How to Initiate Information Governance: 5 Steps

Staff -

The American Health Information Management Association has adopted Gartner's definition of information governance as the specification of decision rights and an accountability framework to ensure appropriate behavior in the valuation, creation, storage, use, archiving and deletion of information.

"It's about the effective and efficient use of information," said Lesley Kadlec, MA, RHIA, director of HIM practice excellence at AHIMA.

In a Nov. 14 webinar hosted by Becker's Hospital Review, Ms. Kadlec along with Lydia Washington, MS, RHIA, CPHIMS, senior director of HIM practice excellence at AHIMA, discussed the steps necessary to implement an information governance structure.AHIMA

Information governance "ensures accurate information gets to the right person for the right reason at the right time to make the right decision," said Ms.

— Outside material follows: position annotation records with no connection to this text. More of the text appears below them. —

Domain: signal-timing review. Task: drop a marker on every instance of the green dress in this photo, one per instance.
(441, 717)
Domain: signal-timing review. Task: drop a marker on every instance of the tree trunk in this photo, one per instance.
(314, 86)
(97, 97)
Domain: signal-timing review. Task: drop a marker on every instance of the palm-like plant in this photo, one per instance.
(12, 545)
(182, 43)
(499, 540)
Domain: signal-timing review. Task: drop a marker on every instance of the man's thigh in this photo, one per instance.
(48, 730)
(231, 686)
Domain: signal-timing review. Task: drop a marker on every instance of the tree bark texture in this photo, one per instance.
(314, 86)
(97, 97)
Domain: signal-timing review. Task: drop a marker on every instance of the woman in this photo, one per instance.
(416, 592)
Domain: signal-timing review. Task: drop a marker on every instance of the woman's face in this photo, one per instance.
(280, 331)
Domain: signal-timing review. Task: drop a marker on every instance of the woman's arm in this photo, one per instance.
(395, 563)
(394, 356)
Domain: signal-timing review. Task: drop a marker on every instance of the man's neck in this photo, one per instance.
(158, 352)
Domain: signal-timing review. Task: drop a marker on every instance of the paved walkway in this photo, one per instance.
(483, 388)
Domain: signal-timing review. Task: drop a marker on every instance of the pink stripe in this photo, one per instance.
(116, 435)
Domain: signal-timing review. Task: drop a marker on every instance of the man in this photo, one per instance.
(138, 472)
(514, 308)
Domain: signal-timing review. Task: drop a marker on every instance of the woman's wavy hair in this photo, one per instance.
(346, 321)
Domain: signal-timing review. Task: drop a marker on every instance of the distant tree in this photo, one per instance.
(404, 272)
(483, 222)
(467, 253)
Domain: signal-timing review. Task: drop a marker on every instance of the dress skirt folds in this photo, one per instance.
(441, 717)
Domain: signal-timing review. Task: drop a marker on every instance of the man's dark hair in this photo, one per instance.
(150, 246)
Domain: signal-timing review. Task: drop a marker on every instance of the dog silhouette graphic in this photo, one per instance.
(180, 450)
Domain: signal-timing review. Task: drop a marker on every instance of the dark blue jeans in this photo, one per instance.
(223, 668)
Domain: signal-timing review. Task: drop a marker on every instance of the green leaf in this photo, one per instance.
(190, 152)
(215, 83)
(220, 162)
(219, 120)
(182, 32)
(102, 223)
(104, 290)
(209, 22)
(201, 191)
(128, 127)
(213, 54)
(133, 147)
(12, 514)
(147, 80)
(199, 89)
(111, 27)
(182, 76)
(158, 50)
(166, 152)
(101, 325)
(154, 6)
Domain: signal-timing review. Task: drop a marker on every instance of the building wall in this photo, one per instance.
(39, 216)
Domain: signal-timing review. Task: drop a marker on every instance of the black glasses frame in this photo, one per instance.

Kadlec. Information has become an important business asset to hospitals and health systems. Well-managed, actionable information will help these organizations meet the demands of healthcare reform, including ICD-10 and meaningful use, as well as improve care quality, improve revenue cycle management, improve patient relations, increase operational efficiency, ensure regulatory compliance and implement a population health management strategy. With information governance, "we can better handle anticipated and unanticipated problems," she said.

However, hospitals and health systems often face challenges to implementing information governance including limited resources, lack of designated executive responsibility, pushback from existing organizational culture and workflow and challenges turning the data into action. Hospitals and health systems can overcome these barriers by taking the following steps:

1. Devote the time. "Setting up an information governance structure is a 12 to 18 month project," said Ms. Washington. Hospitals should anticipate developing and implementing a comprehensive program that produces actionable data with minor workflow disruptions to take over a year.

2. Find an existing problem or business opportunity. "Remember, information governance is a means to accomplish a goal," said Ms. Washington, therefore one of the first steps is to identify a problem that could be eased or solved with available, actionable data.

3. Ensure leadership buy-in.
"Information governance requires leadership, not sponsorship," said Ms. Kadlec. All hospital leadership, not just the IT leaders, need to be involved in the project and be accountable for the results to successfully implement the new governance structure.

4. Start small. Ms. Washington recommended using an incremental approach to the information governance rollout, focusing first on one area and evaluating successes and failures before taking the new structure systemwide. "Don't try to do it all at once," she said.

5. Maintain momentum. After the information governance structure is initiated, it is important to both train staff as data stewards and ensure the governance structure is maintained after the initial implementation. "We saw in some of the case studies the organizations were sharing successes with the staff through report cards or other communication tools," says Ms. Kadlec. "Seeing and celebrating the successes helped them keep the momentum going."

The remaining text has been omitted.